Be relentlessly dedicated to the development of innovative products and services, don’t be distracted. While this is an obvious one, it’s worth noting nonetheless given that the startup landscape is littered with cautionary tales of over-promising and under-delivering. Patagonia’s origin and initial success was anchored with innovative product, and has continued to deliver over the years by bringing new products like fleece made out of soda bottles and organic cotton to the market. They have also delivered inspiring and groundbreaking campaigns, from the “Don’t Buy This Jacket” push to its radically transparent Footprint Chronicles. I always ask entrepreneurs what is the “gift” they are going to share with the world, and how it might help improve the status quo by 10x or more.
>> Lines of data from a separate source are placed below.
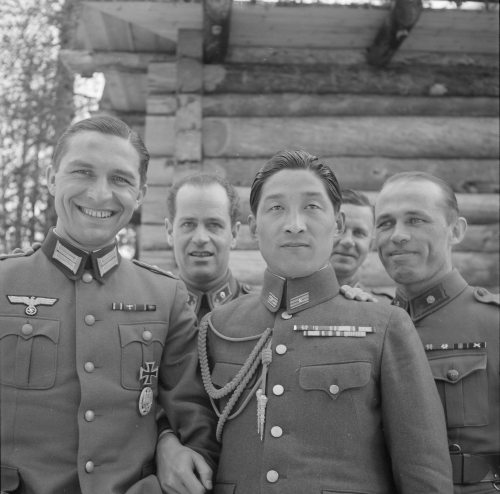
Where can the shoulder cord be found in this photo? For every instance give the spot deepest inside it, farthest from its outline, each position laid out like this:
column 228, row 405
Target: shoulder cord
column 238, row 383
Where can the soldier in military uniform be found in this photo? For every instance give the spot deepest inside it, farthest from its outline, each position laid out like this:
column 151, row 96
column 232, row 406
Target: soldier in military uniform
column 316, row 393
column 202, row 228
column 351, row 247
column 91, row 342
column 418, row 223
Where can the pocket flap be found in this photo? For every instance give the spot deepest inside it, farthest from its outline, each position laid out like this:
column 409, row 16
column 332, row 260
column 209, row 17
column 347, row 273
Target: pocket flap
column 223, row 372
column 9, row 478
column 335, row 378
column 453, row 368
column 145, row 333
column 13, row 325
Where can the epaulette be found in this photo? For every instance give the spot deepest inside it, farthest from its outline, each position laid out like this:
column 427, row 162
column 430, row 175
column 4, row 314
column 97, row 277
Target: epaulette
column 485, row 296
column 18, row 252
column 154, row 269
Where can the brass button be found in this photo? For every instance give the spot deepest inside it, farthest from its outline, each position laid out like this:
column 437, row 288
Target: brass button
column 87, row 277
column 281, row 349
column 89, row 320
column 276, row 431
column 27, row 329
column 89, row 366
column 278, row 389
column 334, row 389
column 272, row 476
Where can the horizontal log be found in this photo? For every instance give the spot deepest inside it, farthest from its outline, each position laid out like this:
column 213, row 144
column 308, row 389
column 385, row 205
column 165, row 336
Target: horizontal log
column 248, row 266
column 401, row 137
column 410, row 80
column 286, row 55
column 478, row 238
column 478, row 209
column 315, row 105
column 365, row 173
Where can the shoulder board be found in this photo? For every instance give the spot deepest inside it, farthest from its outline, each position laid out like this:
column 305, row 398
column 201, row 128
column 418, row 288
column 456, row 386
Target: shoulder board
column 154, row 269
column 486, row 297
- Recursion Pharmaceuticals: A platform that “teaches old drugs new tricks” by using high-throughput biology and AI to cure rare diseases more quickly.
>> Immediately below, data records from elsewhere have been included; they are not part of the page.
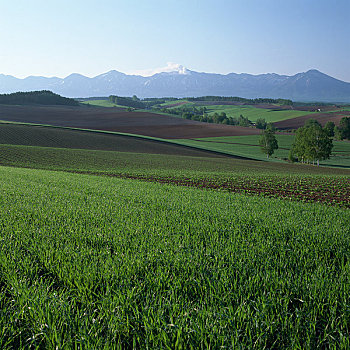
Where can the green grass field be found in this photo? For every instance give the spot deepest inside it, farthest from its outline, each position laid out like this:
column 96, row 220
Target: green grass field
column 91, row 262
column 253, row 113
column 248, row 146
column 59, row 137
column 100, row 260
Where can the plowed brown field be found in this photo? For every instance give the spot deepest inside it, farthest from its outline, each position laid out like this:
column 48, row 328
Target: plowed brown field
column 115, row 119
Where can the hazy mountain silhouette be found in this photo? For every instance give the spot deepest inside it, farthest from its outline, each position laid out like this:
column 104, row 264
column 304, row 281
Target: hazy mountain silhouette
column 308, row 86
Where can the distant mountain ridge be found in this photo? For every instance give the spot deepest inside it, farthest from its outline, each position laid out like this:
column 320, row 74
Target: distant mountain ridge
column 307, row 86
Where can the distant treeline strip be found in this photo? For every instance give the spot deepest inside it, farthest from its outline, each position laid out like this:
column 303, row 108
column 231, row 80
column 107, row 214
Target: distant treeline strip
column 241, row 99
column 43, row 97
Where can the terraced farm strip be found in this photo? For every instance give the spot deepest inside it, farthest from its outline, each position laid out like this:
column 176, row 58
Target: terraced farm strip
column 330, row 191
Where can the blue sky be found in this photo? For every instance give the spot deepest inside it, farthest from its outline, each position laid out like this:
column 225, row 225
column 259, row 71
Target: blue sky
column 56, row 38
- Zymergen: Engineering better microbes that make useful molecules, which are part of all the materials in our daily lives — more efficiently, reliably, and sustainably.
These are not simply things to be delivered after one makes money — it’s a pathway to do so. Traditionally and even recently, companies have offered social and environmental benefits to consumers through CSR and other programs unrelated to its product/services. Patagonia, however, has integrated both social and environmental benefits into its product and company DNA since day one. With consumers shifting behavior accordingly, every founder should follow suit — viewing its company as part of our social and environmental systems rather than above it. Acting in a way that adds value to the system, and in particular the consumers within, will ultimately benefit the company.
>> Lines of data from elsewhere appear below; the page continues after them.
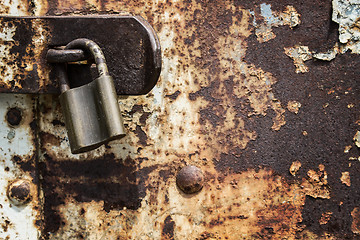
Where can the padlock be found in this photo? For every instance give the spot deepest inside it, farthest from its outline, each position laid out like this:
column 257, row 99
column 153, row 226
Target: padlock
column 92, row 114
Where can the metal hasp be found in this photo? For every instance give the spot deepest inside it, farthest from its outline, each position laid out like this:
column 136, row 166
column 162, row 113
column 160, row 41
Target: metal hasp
column 129, row 44
column 91, row 112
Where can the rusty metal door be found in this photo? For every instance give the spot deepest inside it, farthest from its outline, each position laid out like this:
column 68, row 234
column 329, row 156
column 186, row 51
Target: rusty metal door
column 262, row 96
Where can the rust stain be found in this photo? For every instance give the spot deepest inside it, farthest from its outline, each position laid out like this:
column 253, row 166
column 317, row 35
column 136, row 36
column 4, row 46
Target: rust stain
column 299, row 54
column 294, row 106
column 316, row 185
column 220, row 104
column 345, row 178
column 294, row 168
column 355, row 226
column 325, row 218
- Learners Guild: Helping fill 1.4M software development jobs by educating a new generation of students, without the risk or burden of tuition.
- Beyond Meat: Satiating our desire for meat with products like The Beyond Burger, a plant-based patty that tastes like a burger — providing an alternative to environmentally intensive animal-based farming.
Simply put, profits drive purpose — and as we used to say at Patagonia, we can’t drive our purpose without being profitable. However, growing for growth’s sake can get companies into trouble. We have seen entrepreneurs lose sight of the basics (i.e. sustained growth built on sound economic fundamentals), and the results are damaging to both purpose and profit. Patagonia has been a great example, where the company has grown significantly from the time I started, both financially and with the sustainability practices that have permeated the industry and far beyond.
- Gusto: From the beginning Gusto has been focused on “deliberate” growth understanding that “there are no shortcuts” — which has worked wonders for its purpose, and the bottom line.
- Good Eggs: After scaling too quickly, they went back to the basics of improving margins and watching overhead — and it has delivered.
Living your organization’s purpose through these four, interconnected levers is not easy. From ongoing debates about business strategy to smaller discussions on the sustainability sourcing of your shwag, all of these conversations, and how they’re resolved, matter.
While entrepreneurs may necessarily frame challenges in the immediate term, this is ultimately a long game. Doing so will enable you to have tough conversations about what it takes to survive (and thrive) over time, rather than simply “going for tomorrow.” Even when things get tough, there’s magic there — and with these interconnected parts humming together, the engine of purpose will propel your business forward.